Monday, January 26, 2004

New Year, New Post

So one of my new year's resolutions was to post to my blog more frequently. Clearly that's not been happening....but I'm gonna try...I promise.

I also planned to make my blog less of a downer...post more happy and interesting things....but as you'll see, that's not happening yet either.

I watched a man die today. It was a completely surreal and crazy experience. I've seen many dead people before...I work in a hospital, in the Intensive Care Unit, so death unfortunately comes with the territory. And there's definite truth to the idea that people are not themselves when they are hooked up to machines...somehow they seem less human. And I don't mean that in a dispassionate way, but rather a practical way.

But today, it was different - it was faster. We've all seen how it happens on ER, and though there isn't any fast-paced music or cameras spinning around the room, the rest of it was more or less accurate. There are maybe 20 people of different specialties around the patient, people yell out orders, and everyone wears protective gear. They "shock" the person in hopes of getting a heart rhythm to work with, but the paddles don't actually make the person jump a foot off the bed. The alarms aren't nearly as loud as they are on TV, and the "time of death" call is much less dramatic. All of this is to be expected.
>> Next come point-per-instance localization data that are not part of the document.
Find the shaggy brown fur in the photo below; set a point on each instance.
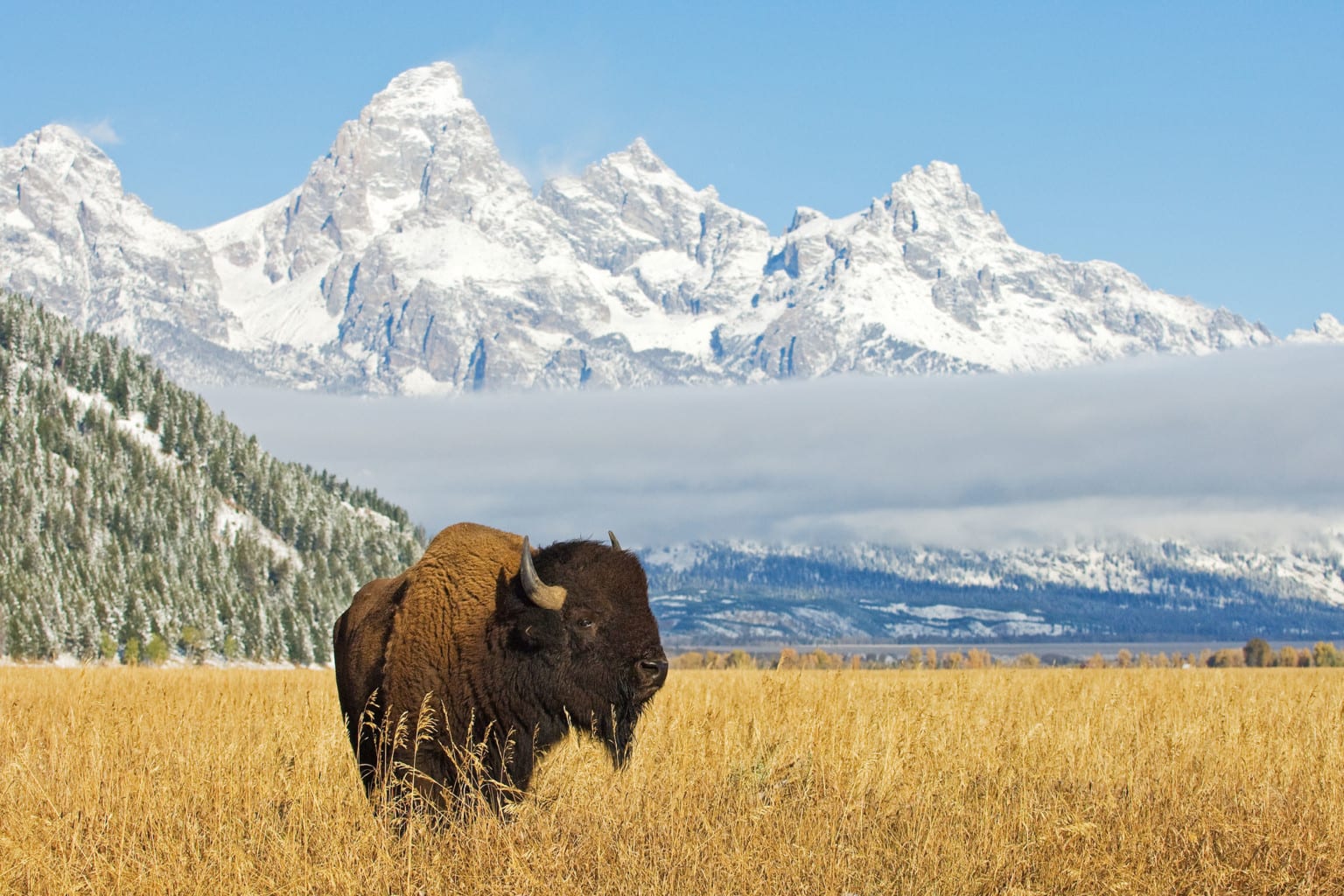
(501, 677)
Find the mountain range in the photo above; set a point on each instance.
(414, 260)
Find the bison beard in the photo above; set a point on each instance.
(458, 673)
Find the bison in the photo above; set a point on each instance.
(458, 673)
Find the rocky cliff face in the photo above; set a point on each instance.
(413, 258)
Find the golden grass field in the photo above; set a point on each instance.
(998, 780)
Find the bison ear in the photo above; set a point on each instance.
(549, 597)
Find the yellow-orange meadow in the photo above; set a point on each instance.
(990, 780)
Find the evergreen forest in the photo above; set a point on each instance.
(135, 522)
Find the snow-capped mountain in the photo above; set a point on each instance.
(752, 594)
(1326, 329)
(413, 258)
(72, 238)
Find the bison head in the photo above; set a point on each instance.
(579, 612)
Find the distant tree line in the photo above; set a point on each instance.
(1256, 653)
(136, 522)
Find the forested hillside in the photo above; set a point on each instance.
(135, 519)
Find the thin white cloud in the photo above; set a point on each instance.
(100, 132)
(1243, 446)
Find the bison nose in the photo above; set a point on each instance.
(654, 672)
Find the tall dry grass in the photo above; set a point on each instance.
(140, 780)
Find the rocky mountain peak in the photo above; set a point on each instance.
(414, 258)
(1326, 329)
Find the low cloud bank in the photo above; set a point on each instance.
(1242, 446)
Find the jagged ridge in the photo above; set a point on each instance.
(414, 258)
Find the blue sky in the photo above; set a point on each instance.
(1198, 145)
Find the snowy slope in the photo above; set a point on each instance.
(413, 258)
(744, 594)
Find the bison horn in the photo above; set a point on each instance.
(549, 597)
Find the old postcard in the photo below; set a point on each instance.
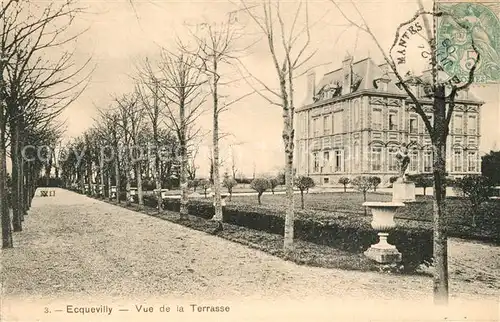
(237, 160)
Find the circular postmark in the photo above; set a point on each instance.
(465, 30)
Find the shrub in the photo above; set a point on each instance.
(303, 183)
(195, 183)
(348, 232)
(229, 183)
(344, 181)
(273, 183)
(393, 179)
(260, 185)
(205, 185)
(362, 184)
(375, 182)
(477, 189)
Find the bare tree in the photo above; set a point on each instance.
(215, 49)
(150, 93)
(443, 95)
(289, 52)
(28, 78)
(179, 90)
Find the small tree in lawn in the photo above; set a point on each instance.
(344, 181)
(362, 184)
(477, 189)
(205, 185)
(303, 183)
(229, 183)
(193, 183)
(375, 182)
(260, 185)
(273, 183)
(422, 181)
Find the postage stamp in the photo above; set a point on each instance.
(465, 30)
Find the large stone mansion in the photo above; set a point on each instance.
(355, 118)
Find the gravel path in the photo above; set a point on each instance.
(77, 247)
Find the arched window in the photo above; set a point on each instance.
(428, 160)
(376, 158)
(391, 158)
(472, 161)
(356, 156)
(414, 166)
(457, 159)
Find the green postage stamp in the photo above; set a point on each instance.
(463, 25)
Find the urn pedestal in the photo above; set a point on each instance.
(223, 197)
(403, 191)
(113, 191)
(383, 222)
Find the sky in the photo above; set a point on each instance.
(120, 35)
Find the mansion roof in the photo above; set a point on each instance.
(366, 77)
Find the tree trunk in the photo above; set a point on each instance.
(440, 238)
(439, 203)
(109, 181)
(27, 185)
(157, 170)
(117, 176)
(289, 217)
(21, 184)
(183, 183)
(127, 177)
(139, 184)
(14, 153)
(215, 141)
(6, 223)
(82, 181)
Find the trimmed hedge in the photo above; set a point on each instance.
(347, 232)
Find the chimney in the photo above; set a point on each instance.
(347, 74)
(311, 86)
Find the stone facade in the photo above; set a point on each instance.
(356, 117)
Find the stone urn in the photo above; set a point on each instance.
(383, 222)
(223, 197)
(113, 191)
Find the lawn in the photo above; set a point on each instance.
(458, 211)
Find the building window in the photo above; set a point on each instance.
(413, 124)
(338, 166)
(376, 158)
(414, 161)
(393, 121)
(472, 125)
(457, 160)
(356, 156)
(315, 162)
(337, 122)
(391, 155)
(326, 125)
(377, 119)
(458, 124)
(472, 161)
(428, 161)
(326, 161)
(356, 115)
(316, 127)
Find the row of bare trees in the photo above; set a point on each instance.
(38, 79)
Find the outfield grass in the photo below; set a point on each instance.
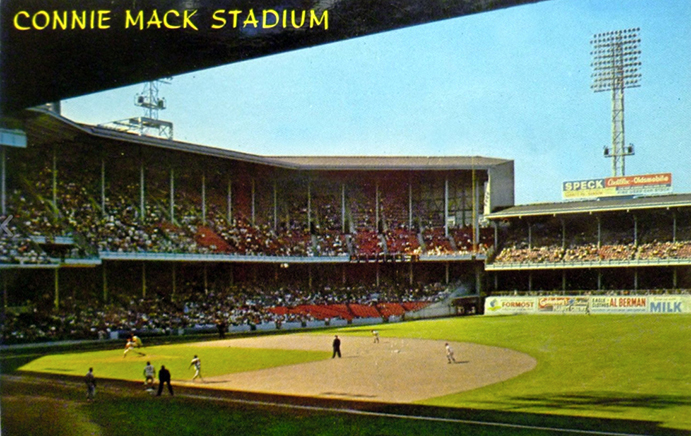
(634, 367)
(216, 361)
(618, 367)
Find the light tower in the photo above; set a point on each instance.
(149, 124)
(615, 67)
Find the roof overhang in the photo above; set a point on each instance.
(108, 46)
(45, 125)
(593, 206)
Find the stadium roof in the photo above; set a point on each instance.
(594, 206)
(44, 124)
(49, 64)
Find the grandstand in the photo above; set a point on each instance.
(610, 245)
(124, 228)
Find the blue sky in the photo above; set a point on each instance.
(513, 83)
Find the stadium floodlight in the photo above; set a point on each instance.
(615, 64)
(149, 124)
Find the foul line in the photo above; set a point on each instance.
(411, 417)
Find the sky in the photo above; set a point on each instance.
(511, 84)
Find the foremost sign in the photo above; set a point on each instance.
(645, 184)
(594, 304)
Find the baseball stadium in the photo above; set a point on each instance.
(207, 290)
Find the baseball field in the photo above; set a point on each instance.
(555, 374)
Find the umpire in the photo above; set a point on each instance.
(164, 377)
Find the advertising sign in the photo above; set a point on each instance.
(646, 184)
(563, 304)
(509, 305)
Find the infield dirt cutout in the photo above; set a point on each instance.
(394, 370)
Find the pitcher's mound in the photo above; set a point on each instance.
(393, 370)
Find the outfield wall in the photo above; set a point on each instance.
(571, 304)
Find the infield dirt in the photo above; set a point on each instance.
(394, 370)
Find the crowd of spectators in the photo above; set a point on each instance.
(615, 245)
(166, 314)
(118, 226)
(609, 293)
(17, 248)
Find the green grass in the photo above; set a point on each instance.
(215, 361)
(618, 367)
(634, 367)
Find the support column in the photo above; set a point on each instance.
(410, 203)
(253, 199)
(478, 279)
(275, 207)
(206, 280)
(530, 236)
(377, 271)
(376, 206)
(104, 281)
(674, 226)
(230, 201)
(142, 209)
(3, 183)
(530, 281)
(174, 281)
(410, 274)
(172, 195)
(57, 288)
(103, 185)
(4, 292)
(309, 205)
(203, 198)
(599, 279)
(143, 279)
(446, 207)
(55, 182)
(343, 229)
What wasn't expected was seeing the patient sitting up on the side of the bed 40 minutes before he was pronounced dead. I didn't expect that there would actually be blood all over the floor. I didn't expect that the clean-up after the code would take more than twice as long as the code itself. I didn't expect to hear the attending physician speak to the family and break the bad news over the phone. I didn't expect for my friends the residents to be as shaken by it as I was (the fact that the patient was alert and oriented up until his heart stopped beating seemed to make people more uncomfortable). And somehow I wasn't prepared for the ease with which the staff went on with our day when the lives of the patient's family had changed so dramatically.

Death is a funny thing...its something I can say for certain that I have no understanding of, and my experience today didn't make things any clearer. There are any number of cliches that are often used when someone dies, especially someone we know, but somehow they don't fit when someone we don't know dies in front of our eyes. And there is no eloquent way to end the post about this experience, I just felt like I needed to document it somehow.